Uno de sus mejores amigos era Herminio Pedraza y tuvo una suerte parecida. Literalmente, Herminio dio la vida por el arte. Falleció fruto de una afección pulmonar agravada, se cree, por los vapores de la pintura que inhalaba mientras creaba esos lienzos enormes y tan terrenales que dejaban ver el espíritu de las cosas. A lo largo de su carrera, Herminio pintó y dio tantos íconos de cruceñidad que es difícil encontrar una institución local que no tenga uno de sus cuadros colgados en la pared de su director. El más grande de todos es el mural del Comité pro Santa Cruz, que muestra a un cruceño como un león que rompe las cadenas y va hacia el desarrollo. Cuando necesitó ayuda, también descubrió que había pintado en el mar.

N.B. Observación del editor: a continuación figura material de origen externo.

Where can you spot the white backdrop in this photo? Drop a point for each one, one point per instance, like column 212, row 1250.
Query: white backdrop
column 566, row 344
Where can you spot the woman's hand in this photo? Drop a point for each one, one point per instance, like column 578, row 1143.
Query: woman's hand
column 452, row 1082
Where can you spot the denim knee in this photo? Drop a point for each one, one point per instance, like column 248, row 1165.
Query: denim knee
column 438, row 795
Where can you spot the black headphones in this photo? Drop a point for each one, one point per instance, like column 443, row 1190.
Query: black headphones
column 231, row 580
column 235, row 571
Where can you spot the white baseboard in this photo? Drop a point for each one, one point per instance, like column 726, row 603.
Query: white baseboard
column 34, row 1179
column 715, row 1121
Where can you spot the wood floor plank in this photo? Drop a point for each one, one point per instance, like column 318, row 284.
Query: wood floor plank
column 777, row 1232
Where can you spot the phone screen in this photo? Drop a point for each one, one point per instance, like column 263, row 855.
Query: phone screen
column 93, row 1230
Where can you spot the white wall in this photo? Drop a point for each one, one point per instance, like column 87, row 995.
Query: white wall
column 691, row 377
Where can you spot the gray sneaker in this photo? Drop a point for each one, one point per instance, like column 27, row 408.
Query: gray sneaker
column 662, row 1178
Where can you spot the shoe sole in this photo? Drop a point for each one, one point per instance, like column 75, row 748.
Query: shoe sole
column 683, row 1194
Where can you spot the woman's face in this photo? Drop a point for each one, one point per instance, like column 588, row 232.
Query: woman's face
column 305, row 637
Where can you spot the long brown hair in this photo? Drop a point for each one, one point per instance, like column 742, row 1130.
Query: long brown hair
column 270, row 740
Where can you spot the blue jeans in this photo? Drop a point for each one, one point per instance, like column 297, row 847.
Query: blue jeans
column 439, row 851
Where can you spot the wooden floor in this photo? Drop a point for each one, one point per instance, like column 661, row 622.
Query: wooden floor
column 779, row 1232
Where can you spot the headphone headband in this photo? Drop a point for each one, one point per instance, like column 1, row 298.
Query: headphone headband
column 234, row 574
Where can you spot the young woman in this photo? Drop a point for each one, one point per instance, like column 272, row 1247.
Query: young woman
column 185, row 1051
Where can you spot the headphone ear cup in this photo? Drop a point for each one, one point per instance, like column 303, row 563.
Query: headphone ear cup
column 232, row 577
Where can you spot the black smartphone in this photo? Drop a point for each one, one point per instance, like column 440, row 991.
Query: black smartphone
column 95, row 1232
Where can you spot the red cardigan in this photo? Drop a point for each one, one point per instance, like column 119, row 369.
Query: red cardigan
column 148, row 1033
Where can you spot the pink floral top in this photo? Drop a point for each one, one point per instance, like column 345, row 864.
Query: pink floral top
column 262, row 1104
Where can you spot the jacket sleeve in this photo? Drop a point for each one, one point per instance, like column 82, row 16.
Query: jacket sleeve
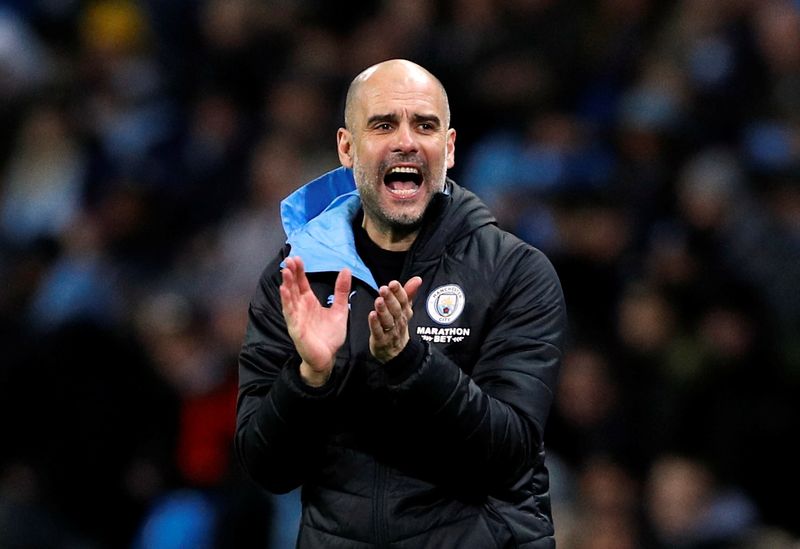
column 493, row 421
column 280, row 420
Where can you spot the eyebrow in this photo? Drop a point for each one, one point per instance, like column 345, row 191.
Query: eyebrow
column 393, row 118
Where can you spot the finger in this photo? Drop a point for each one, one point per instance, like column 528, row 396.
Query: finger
column 375, row 326
column 341, row 289
column 392, row 303
column 384, row 315
column 300, row 273
column 290, row 278
column 287, row 303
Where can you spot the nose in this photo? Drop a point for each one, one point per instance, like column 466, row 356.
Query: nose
column 405, row 139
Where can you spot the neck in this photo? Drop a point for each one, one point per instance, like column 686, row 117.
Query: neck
column 389, row 238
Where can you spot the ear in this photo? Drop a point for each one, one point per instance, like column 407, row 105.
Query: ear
column 451, row 148
column 344, row 146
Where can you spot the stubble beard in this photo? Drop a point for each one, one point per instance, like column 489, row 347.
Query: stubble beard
column 398, row 222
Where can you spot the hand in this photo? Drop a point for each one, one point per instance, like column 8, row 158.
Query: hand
column 388, row 322
column 317, row 332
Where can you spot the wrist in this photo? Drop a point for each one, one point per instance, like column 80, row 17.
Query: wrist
column 312, row 377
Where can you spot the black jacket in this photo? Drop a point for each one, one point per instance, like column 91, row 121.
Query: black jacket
column 440, row 447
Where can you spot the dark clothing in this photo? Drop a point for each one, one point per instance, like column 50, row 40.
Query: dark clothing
column 443, row 445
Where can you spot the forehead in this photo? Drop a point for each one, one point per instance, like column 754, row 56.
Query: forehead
column 391, row 92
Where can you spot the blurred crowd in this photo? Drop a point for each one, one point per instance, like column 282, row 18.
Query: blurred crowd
column 651, row 149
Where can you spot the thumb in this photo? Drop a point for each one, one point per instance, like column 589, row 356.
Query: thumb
column 341, row 289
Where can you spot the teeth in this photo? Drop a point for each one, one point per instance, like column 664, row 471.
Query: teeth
column 404, row 169
column 403, row 192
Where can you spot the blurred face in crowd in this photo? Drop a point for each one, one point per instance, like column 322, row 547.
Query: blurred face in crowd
column 398, row 142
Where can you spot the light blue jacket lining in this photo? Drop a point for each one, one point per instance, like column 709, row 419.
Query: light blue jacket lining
column 317, row 219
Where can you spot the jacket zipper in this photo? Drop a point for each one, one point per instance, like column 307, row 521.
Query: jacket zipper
column 378, row 505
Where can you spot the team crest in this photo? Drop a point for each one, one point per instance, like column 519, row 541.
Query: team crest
column 445, row 303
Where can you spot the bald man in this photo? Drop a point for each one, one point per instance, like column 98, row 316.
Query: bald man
column 402, row 350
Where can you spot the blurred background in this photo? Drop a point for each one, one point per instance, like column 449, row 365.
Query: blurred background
column 651, row 149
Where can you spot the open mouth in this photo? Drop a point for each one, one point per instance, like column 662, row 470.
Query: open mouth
column 403, row 181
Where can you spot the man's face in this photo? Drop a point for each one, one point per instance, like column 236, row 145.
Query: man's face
column 399, row 147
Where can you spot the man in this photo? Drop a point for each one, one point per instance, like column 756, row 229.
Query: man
column 411, row 413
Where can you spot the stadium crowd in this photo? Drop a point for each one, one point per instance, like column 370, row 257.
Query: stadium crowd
column 651, row 149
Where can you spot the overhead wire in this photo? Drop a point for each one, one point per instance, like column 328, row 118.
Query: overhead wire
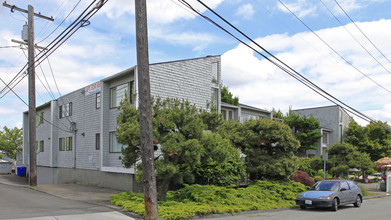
column 362, row 46
column 289, row 70
column 39, row 79
column 61, row 22
column 81, row 21
column 55, row 43
column 29, row 107
column 331, row 48
column 362, row 31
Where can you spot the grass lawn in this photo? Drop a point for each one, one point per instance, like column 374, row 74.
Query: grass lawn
column 197, row 200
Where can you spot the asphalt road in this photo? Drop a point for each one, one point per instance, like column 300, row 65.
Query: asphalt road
column 22, row 202
column 371, row 209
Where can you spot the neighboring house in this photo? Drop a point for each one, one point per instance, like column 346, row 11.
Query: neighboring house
column 333, row 120
column 79, row 143
column 243, row 112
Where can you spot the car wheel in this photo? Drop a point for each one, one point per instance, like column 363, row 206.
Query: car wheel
column 334, row 205
column 358, row 202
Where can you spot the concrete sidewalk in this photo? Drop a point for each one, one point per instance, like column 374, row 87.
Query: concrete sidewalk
column 372, row 188
column 84, row 193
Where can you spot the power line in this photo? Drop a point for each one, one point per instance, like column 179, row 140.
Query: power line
column 29, row 107
column 362, row 73
column 362, row 31
column 362, row 46
column 285, row 67
column 61, row 22
column 59, row 40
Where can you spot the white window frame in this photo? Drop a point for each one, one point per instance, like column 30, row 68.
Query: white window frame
column 65, row 110
column 215, row 73
column 98, row 100
column 117, row 94
column 114, row 146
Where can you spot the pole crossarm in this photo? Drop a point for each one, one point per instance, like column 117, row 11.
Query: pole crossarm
column 13, row 8
column 24, row 43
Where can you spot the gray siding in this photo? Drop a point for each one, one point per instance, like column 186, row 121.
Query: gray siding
column 111, row 159
column 188, row 79
column 329, row 117
column 44, row 158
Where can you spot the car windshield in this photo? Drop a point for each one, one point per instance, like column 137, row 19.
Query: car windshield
column 325, row 186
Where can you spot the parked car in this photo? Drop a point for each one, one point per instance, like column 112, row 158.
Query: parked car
column 331, row 193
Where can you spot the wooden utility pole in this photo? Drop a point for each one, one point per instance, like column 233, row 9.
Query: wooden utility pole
column 32, row 112
column 146, row 134
column 31, row 87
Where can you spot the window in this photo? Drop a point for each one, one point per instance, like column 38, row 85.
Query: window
column 214, row 73
column 345, row 185
column 39, row 119
column 230, row 115
column 65, row 144
column 227, row 114
column 340, row 134
column 41, row 146
column 247, row 117
column 115, row 147
column 97, row 141
column 117, row 94
column 65, row 110
column 97, row 100
column 340, row 115
column 325, row 137
column 353, row 185
column 215, row 97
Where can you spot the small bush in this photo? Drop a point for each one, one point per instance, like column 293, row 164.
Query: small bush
column 303, row 177
column 364, row 191
column 198, row 200
column 318, row 178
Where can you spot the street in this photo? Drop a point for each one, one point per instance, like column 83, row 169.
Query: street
column 370, row 209
column 18, row 202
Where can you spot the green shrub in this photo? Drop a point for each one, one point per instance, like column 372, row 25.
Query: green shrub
column 318, row 178
column 364, row 191
column 303, row 177
column 196, row 200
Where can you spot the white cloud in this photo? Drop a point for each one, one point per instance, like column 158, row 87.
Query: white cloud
column 158, row 11
column 301, row 8
column 247, row 11
column 259, row 83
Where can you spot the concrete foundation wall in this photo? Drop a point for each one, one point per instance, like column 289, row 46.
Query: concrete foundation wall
column 58, row 175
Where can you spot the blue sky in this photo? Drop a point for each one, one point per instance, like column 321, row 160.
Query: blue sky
column 107, row 46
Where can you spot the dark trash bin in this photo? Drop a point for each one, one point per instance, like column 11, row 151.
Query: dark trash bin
column 21, row 171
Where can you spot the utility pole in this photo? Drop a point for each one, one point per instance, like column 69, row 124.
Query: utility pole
column 31, row 87
column 146, row 134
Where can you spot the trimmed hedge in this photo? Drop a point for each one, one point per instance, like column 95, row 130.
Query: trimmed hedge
column 195, row 200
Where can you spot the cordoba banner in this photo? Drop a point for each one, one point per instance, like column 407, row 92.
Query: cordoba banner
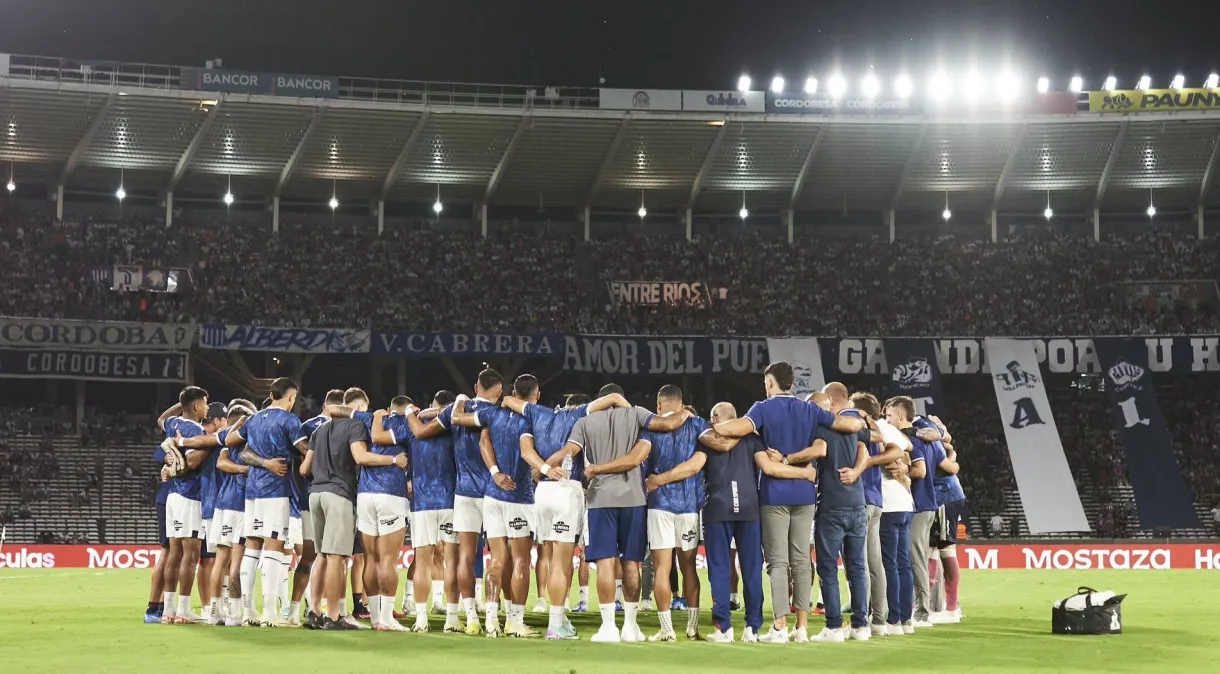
column 1160, row 492
column 1048, row 491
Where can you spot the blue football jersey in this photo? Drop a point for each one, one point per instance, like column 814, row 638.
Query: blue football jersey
column 433, row 471
column 550, row 429
column 231, row 486
column 472, row 475
column 271, row 434
column 381, row 479
column 506, row 429
column 189, row 484
column 670, row 449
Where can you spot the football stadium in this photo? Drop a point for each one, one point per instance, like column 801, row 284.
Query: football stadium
column 836, row 368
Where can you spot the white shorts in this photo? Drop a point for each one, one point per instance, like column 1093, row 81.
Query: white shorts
column 508, row 520
column 559, row 510
column 182, row 518
column 430, row 528
column 378, row 514
column 226, row 529
column 671, row 530
column 467, row 514
column 267, row 518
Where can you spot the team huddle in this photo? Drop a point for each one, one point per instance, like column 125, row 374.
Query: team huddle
column 630, row 491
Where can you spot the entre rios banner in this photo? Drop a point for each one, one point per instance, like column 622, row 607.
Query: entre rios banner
column 1153, row 100
column 825, row 104
column 276, row 84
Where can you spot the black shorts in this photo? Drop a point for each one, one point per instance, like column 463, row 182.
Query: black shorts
column 944, row 531
column 160, row 526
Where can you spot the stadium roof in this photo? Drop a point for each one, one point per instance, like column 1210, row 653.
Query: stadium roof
column 503, row 145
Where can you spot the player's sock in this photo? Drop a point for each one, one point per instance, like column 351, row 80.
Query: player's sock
column 952, row 580
column 628, row 613
column 556, row 618
column 606, row 614
column 666, row 620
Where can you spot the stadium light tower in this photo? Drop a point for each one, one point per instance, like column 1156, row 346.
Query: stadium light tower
column 837, row 86
column 903, row 86
column 870, row 86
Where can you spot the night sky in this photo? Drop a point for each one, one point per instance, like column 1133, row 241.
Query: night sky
column 659, row 43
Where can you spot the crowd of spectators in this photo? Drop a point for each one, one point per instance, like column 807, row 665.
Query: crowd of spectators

Y lo peor es que no hay nada que los recuerde. En una ciudad que vive hablando de identidad, cuyos habitantes gritan que se sienten orgullosos de ser cruceños, no hay nada que nos diga quiénes contribuyeron a esa ‘cruceñidad’. Nuestras instituciones nunca se preocuparon de comprar, almacenar y exponer obras que documenten nuestro progreso intelectual. Estamos en el año del bicentenario, pero más nos importa un paso a desnivel que un buen museo, un teatro o al menos un gran seminario desde donde nos miremos y nos miren sin piedad.
Esta ciudad perdió el rumbo hace rato, cerró sus puertas, dejó de pensarse y se volvió ingrata, avara y materialista. Pese a todo, seguimos orgullosos y creemos que el ‘modelo cruceño’ es el mejor del país. Ya es difícil creerlo.